OpenAI’s public crawler documentation now lists OAI-AdsBot, a bot which will go to pages submitted as ChatGPT adverts to examine coverage compliance and assist decide advert relevance.
The entry sits alongside OAI-SearchBot, GPTBot, and ChatGPT-Person on OpenAI’s crawler docs page, bringing the documented bot depend to 4.
OpenAI states that OAI-AdsBot solely visits pages submitted as adverts and that the info it collects isn’t used to coach its generative AI basis fashions.
What The Bot Does
Per OpenAI’s docs, OAI-AdsBot could go to an advert’s touchdown web page after the advert will get submitted.
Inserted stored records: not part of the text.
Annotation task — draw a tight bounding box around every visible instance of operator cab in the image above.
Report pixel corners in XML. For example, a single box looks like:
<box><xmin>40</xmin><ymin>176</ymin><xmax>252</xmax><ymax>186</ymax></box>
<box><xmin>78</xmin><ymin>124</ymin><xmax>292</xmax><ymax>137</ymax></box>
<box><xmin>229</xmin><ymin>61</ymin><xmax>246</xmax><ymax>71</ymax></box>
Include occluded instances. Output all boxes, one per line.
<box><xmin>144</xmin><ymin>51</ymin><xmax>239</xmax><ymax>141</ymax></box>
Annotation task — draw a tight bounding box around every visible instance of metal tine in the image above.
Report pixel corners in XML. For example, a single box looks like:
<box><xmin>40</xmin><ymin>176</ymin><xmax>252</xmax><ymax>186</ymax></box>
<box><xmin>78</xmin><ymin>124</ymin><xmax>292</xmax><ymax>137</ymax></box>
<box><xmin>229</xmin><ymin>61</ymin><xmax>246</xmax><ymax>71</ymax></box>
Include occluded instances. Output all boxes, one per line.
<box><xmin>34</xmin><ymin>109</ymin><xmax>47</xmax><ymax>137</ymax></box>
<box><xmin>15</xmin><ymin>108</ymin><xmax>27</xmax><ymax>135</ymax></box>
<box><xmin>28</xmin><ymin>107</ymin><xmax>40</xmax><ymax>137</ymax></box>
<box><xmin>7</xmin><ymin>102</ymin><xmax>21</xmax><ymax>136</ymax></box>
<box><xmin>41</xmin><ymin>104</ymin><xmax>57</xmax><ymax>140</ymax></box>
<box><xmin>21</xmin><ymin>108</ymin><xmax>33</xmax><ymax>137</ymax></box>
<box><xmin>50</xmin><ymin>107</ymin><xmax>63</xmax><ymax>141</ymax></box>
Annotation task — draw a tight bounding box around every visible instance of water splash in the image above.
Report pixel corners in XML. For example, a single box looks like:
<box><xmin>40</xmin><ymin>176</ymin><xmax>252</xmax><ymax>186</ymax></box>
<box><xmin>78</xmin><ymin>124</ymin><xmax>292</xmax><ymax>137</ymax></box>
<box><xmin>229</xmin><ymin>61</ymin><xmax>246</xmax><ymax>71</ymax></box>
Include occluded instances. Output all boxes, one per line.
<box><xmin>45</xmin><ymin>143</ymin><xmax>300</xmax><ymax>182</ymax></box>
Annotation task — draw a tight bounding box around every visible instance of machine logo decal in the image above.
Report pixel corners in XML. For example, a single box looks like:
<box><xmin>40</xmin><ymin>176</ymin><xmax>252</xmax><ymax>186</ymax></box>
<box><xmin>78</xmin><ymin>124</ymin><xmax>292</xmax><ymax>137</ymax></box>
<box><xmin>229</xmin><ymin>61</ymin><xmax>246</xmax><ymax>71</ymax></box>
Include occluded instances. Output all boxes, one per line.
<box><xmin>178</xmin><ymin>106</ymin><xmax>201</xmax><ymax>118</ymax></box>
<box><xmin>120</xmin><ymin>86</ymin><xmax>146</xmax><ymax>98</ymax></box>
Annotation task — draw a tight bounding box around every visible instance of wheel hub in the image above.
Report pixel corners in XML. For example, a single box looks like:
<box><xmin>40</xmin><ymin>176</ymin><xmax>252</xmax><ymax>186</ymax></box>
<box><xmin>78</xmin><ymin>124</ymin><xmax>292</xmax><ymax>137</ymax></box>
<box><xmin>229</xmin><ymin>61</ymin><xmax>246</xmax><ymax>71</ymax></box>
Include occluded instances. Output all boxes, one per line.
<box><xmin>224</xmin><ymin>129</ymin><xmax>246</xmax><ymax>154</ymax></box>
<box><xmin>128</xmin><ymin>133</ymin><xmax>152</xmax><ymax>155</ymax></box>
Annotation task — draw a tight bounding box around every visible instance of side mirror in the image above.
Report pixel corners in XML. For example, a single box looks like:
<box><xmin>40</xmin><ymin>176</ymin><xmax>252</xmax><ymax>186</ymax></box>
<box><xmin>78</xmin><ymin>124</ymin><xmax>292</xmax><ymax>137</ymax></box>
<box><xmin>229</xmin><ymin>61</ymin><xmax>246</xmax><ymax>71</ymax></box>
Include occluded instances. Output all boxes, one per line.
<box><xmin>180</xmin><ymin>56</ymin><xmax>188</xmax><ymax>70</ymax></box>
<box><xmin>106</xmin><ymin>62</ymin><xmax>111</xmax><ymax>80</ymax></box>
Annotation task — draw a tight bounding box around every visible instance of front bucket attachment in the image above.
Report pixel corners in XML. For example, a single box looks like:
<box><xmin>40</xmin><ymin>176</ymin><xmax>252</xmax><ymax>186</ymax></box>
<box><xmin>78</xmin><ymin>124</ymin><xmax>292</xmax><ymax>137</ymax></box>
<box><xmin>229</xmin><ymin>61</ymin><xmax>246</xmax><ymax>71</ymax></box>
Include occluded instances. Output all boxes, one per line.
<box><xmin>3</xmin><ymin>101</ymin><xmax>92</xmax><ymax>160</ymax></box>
The bot checks whether or not the web page complies with OpenAI’s advert insurance policies. It might additionally use content material from the touchdown web page to assist determine when to indicate the advert to ChatGPT customers.
The bot identifies itself with the user-agent string Mozilla/5.0 AppleWebKit/537.36 (KHTML, like Gecko); suitable; OAI-AdsBot/1.0; +https://openai.com/adsbot.
OAI-SearchBot and GPTBot are each at model 1.3, per OpenAI’s docs. The crawler solely visits pages submitted as advert touchdown pages, not the broader internet.
What The Bot Doesn’t Do
Information collected by OAI-AdsBot isn’t used to coach generative AI basis fashions. That retains OAI-AdsBot out of GPTBot’s territory, which handles coaching information assortment.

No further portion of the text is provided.